Once Goliath to Netlflix’s David, Blockbuster appears on the defensive in an effort to stay relevant to movie fans and viable as a business. In a filing with the U.S. Securities and Exchange Committee Monday, Blockbuster stated it may have to permanently close its retail stores. The company recently took out a $250 million loan—on top of its $780.9 million debt—and does not know if it can meet the conditions of the loan.
Blockbuster said it has “substantial doubt” about continuing as a “going concern.” A going concern is business jargon for the ability to continue as a functioning business that is not forced to liquidate its assets. The company operates 7400 stores globally, which spells bad news for Blockbuster employees and brick-and-mortar movie rental mavens.
Blockbuster did not fare well in a battle against DVD-by-mail powerhouse Netflix, mostly because it was late to join the innovative distribution method and invested too much time and money in other endeavors, such as a set-top box. Netflix has no retail store overhead expenses compared to Blockbuster which must keep the lights on at thousands of brick-and-mortar stores and pay retail staff.
Blockbuster is also facing competition from upstarts such as Redbox Automated Retail which operate self-serve DVD rental kiosks in retail locations such as grocery stores.

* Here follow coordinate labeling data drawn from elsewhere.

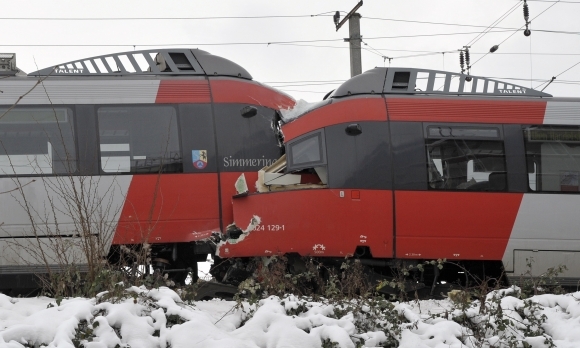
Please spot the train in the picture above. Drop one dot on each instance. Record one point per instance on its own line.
(397, 166)
(125, 150)
(404, 166)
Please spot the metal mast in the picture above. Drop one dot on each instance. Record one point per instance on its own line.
(354, 39)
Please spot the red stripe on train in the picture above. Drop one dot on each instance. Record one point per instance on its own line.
(454, 225)
(457, 110)
(183, 91)
(168, 208)
(318, 222)
(348, 110)
(249, 92)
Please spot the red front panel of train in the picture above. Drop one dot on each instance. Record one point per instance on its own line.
(454, 225)
(169, 208)
(317, 222)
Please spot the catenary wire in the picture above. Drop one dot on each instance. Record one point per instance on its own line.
(549, 7)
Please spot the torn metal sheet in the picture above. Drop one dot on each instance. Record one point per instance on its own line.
(254, 221)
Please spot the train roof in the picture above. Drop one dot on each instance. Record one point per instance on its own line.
(429, 82)
(157, 62)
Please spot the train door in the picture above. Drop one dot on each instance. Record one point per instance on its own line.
(169, 151)
(452, 194)
(359, 173)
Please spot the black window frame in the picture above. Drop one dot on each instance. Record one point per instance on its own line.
(291, 167)
(466, 128)
(539, 166)
(72, 114)
(98, 133)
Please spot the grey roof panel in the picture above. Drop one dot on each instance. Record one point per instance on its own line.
(429, 82)
(171, 61)
(369, 82)
(216, 65)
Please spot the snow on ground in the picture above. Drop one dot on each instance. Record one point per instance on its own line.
(159, 318)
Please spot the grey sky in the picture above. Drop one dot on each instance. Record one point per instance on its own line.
(297, 67)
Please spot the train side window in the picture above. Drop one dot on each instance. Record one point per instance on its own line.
(37, 141)
(139, 139)
(465, 158)
(553, 158)
(306, 151)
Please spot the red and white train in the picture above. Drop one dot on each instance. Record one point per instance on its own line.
(146, 145)
(413, 165)
(395, 165)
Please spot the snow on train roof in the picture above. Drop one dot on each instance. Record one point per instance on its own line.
(175, 61)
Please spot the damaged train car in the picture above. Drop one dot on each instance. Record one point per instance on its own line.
(408, 165)
(126, 150)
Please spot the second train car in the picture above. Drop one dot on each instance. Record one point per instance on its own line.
(408, 165)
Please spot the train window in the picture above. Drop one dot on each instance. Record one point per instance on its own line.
(37, 141)
(466, 164)
(553, 158)
(139, 139)
(306, 152)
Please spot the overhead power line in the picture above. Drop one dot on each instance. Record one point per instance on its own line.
(325, 14)
(549, 7)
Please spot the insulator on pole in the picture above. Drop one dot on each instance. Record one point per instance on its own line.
(527, 32)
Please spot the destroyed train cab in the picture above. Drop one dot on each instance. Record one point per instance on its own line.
(410, 165)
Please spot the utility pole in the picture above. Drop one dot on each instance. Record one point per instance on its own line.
(354, 38)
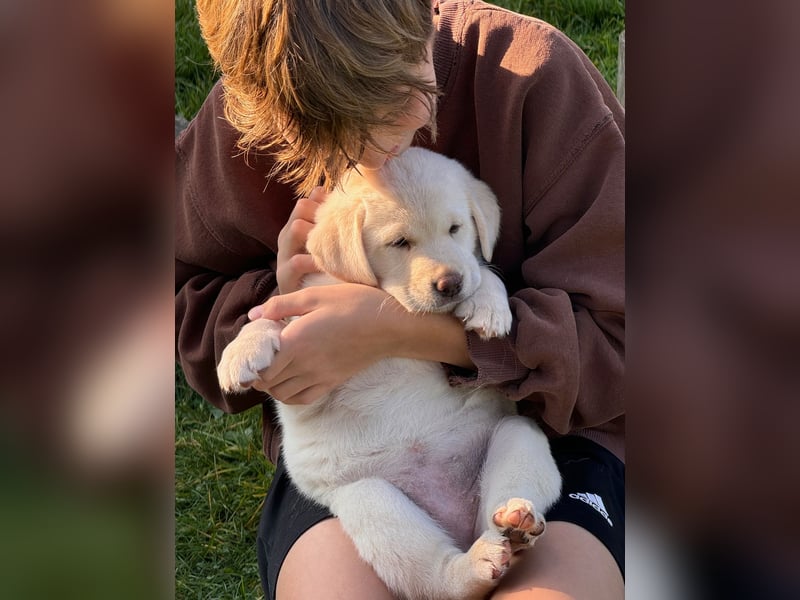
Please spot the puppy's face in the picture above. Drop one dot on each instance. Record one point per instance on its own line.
(417, 228)
(421, 248)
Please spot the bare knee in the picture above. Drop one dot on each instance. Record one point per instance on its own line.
(324, 564)
(567, 563)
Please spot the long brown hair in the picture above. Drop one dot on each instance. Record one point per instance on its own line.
(310, 80)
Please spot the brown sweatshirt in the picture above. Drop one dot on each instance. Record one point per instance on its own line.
(525, 110)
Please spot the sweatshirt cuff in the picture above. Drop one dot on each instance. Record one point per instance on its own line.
(495, 361)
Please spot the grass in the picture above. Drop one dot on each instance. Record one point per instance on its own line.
(221, 475)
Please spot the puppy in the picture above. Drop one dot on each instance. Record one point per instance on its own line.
(437, 486)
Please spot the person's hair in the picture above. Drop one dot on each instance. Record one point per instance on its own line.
(311, 80)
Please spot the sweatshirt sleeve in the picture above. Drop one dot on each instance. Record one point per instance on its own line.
(227, 220)
(564, 358)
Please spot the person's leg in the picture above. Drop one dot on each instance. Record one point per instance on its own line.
(581, 554)
(567, 562)
(323, 563)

While many may be sad to lose the “convenience” of entering a Blockbuster store and choosing that night’s rental, more have chosen Netflix, one of few companies in this recession that posted a fourth-quarter profit, leading many to believe Netflix is recession-proof. From the looks of its numbers, and its own grim outlook on the situation, I’m betting Blockbuster closes sooner rather than later.